What is a Cassandra? In Greek mythology, Cassandra had the gift of prophecy, but was cursed by Apollo that her predictions would always fall on deaf ears. What does this have to do with cybersecurity? Many times we see this play out with an organization’s leadership when it comes to warnings about proactively protecting data.
Why are the IT Cassandras so often ignored? According to theories in the book “Warnings: Finding Cassandras to Stop Catastrophes” by Richard A. Clarke and R.P. Eddy, there are several correlations we can make:
- Character of the one sounding the alarm – In the IT correlation, it is less often the character and more often the fact that the IT person is an internal resource, and therefore their warning may be viewed as merely an opinion or a way to justify their role or spending on a pet initiative.
- Threat magnitude – Sometimes the magnitude of the threat is difficult to comprehend.
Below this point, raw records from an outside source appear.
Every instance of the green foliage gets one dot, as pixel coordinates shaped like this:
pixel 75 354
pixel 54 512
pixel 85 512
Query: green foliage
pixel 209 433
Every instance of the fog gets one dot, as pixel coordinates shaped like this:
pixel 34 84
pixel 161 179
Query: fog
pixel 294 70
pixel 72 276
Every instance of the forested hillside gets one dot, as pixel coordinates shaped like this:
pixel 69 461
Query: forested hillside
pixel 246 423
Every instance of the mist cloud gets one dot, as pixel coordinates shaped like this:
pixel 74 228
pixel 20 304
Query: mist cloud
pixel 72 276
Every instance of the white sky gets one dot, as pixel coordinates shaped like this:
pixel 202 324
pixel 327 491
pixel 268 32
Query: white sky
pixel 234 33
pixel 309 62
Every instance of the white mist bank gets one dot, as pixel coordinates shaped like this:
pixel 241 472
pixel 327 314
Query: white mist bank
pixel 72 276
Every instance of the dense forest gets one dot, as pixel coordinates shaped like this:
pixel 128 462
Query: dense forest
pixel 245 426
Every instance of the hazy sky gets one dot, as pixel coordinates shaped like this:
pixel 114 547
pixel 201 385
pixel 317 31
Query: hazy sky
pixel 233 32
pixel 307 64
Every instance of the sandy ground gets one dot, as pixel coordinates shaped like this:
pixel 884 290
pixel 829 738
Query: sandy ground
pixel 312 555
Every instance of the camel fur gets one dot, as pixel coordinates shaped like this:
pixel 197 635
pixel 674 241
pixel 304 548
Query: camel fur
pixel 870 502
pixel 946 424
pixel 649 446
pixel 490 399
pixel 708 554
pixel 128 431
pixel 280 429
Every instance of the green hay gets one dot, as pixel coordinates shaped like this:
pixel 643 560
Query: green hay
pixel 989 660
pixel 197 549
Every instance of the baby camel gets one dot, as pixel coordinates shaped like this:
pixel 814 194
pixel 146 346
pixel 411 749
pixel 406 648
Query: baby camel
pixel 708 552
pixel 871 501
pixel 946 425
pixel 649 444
If the organization has not experienced a cyber incident in the past, the C-level and Board may have difficulty processing the threat due to what the authors refer to as “first occurrence syndrome”.
- Pride/beliefs – The executive or management team may have their own beliefs, pride, and possibly another agenda that takes precedence over the warning.
The authors warn against dismissing your Cassandras, and offer the following steps:
- Don’t simply dismiss warnings. Consider the source, their reasons for sounding the warning, the possibility that it could be true.
- Ask for supporting information. Why does the person sounding the warning believe it to be true? What is the evidence to support the belief? What metrics can be gathered?
- Prove or disprove. As the steward of the organization, it is ultimately up to you to protect it, and the data you are entrusted with. If needed, get an outside opinion from a cybersecurity firm to help you understand the evidence and your level of risk.
If you can’t disprove the threat, it could be real. And you don’t want to be the one who didn’t heed the warning!